In dem Maße, in dem diese Ergebnisse Beweise dafür liefern, dass mehrere NPIs die Influenzaübertragung reduzieren und die Auswirkungen einer Pandemie abschwächen können, sollten sie die aktuellen Bemühungen im Zusammenhang mit der Pandemievorbereitung informieren. Insbesondere unterstreichen unsere Ergebnisse die Notwendigkeit eines raschen Handelns der Gesundheitsbehörden. Die stärkste Beziehung zwischen den Spitzensterblichkeitsraten und dem Zeitpunkt der NPIs wurde für die Anzahl der Maßnahmen beobachtet, die ergriffen wurden, bevor die CEPID 20/100.000 überschritt. Wenn wir von einer GFP von 2 % ausgehen, entspricht dies in etwa den Maßnahmen, die ergriffen wurden, bevor die durch Infektionen verursachten Todesfälle bei 1 % der Bevölkerung in einer bestimmten Stadt eingetreten waren. Angesichts der Wachstumsrate der Pandemie und der Verzögerung zwischen Infektion und Tod wären zu diesem Zeitpunkt vielleicht 3-6 % der Bevölkerung infiziert gewesen. Diese Erkenntnis unterstreicht die Notwendigkeit, sehr schnell einzugreifen, um die Ausbreitung der Krankheit einzudämmen. Gemeinden, die sich offensiv auf die Umsetzung von mehrstufigen NPIs vorbereiten, werden wahrscheinlich bessere Ergebnisse erzielen als Gemeinden, die solche Maßnahmen reaktiv einführen, und sie sind möglicherweise besser in der Lage, die durch strengere Maßnahmen wie die Schließung von Schulen verursachten Störungen zu bewältigen.

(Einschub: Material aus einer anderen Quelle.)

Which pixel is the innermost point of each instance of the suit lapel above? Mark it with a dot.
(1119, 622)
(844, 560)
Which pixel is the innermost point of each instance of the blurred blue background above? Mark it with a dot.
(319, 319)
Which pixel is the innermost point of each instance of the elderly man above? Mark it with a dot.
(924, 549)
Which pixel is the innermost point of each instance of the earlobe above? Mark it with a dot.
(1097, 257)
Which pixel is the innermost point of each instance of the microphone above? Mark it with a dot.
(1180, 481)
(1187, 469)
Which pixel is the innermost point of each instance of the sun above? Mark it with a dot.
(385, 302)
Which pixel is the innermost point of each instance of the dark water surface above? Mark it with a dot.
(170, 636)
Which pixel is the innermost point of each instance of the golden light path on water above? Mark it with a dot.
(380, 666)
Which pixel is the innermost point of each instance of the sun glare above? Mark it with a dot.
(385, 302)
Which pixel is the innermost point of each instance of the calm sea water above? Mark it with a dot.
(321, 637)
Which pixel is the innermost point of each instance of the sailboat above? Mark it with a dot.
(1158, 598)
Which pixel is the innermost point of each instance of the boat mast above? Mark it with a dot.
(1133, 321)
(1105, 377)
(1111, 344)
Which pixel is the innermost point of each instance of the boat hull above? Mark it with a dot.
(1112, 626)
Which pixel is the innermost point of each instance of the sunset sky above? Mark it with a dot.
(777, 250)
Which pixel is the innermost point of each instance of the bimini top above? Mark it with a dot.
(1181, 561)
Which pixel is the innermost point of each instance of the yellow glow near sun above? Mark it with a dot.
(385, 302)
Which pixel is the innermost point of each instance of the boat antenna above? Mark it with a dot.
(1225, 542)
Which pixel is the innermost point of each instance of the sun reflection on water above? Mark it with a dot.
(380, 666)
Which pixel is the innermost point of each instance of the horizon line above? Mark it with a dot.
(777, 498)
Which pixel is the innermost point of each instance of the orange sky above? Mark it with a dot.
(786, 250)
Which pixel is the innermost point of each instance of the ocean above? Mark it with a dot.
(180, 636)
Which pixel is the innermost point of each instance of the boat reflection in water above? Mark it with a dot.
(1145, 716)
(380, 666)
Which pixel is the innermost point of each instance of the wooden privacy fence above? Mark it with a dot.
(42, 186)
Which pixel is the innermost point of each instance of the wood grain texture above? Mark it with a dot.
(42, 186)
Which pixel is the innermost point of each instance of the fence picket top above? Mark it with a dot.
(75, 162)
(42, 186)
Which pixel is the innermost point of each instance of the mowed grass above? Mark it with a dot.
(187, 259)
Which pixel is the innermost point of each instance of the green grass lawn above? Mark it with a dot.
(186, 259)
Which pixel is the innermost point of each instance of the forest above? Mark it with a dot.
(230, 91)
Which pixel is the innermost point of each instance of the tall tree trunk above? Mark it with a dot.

Ein wichtiges praktisches Thema, das weitere Untersuchungen erfordert, ist schließlich die Frage, wann solche Maßnahmen gelockert werden können. Die Auswirkungen der beobachteten Muster in Bezug auf den Zeitpunkt und die Schwere der zweiten Welle im Jahr 1918 scheinen jedoch klar zu sein. In Ermangelung eines wirksamen Impfstoffs bleiben Städte, die NPIs zur Abschwächung der Auswirkungen einer Pandemie einsetzen, anfällig. In der Praxis bedeutet dies, dass Städte im Falle einer schweren Pandemie wahrscheinlich länger als die 2-8 Wochen, die 1918 die Norm waren, NPIs aufrechterhalten müssen, bis die Produktionskapazitäten für Notimpfstoffe erhöht werden.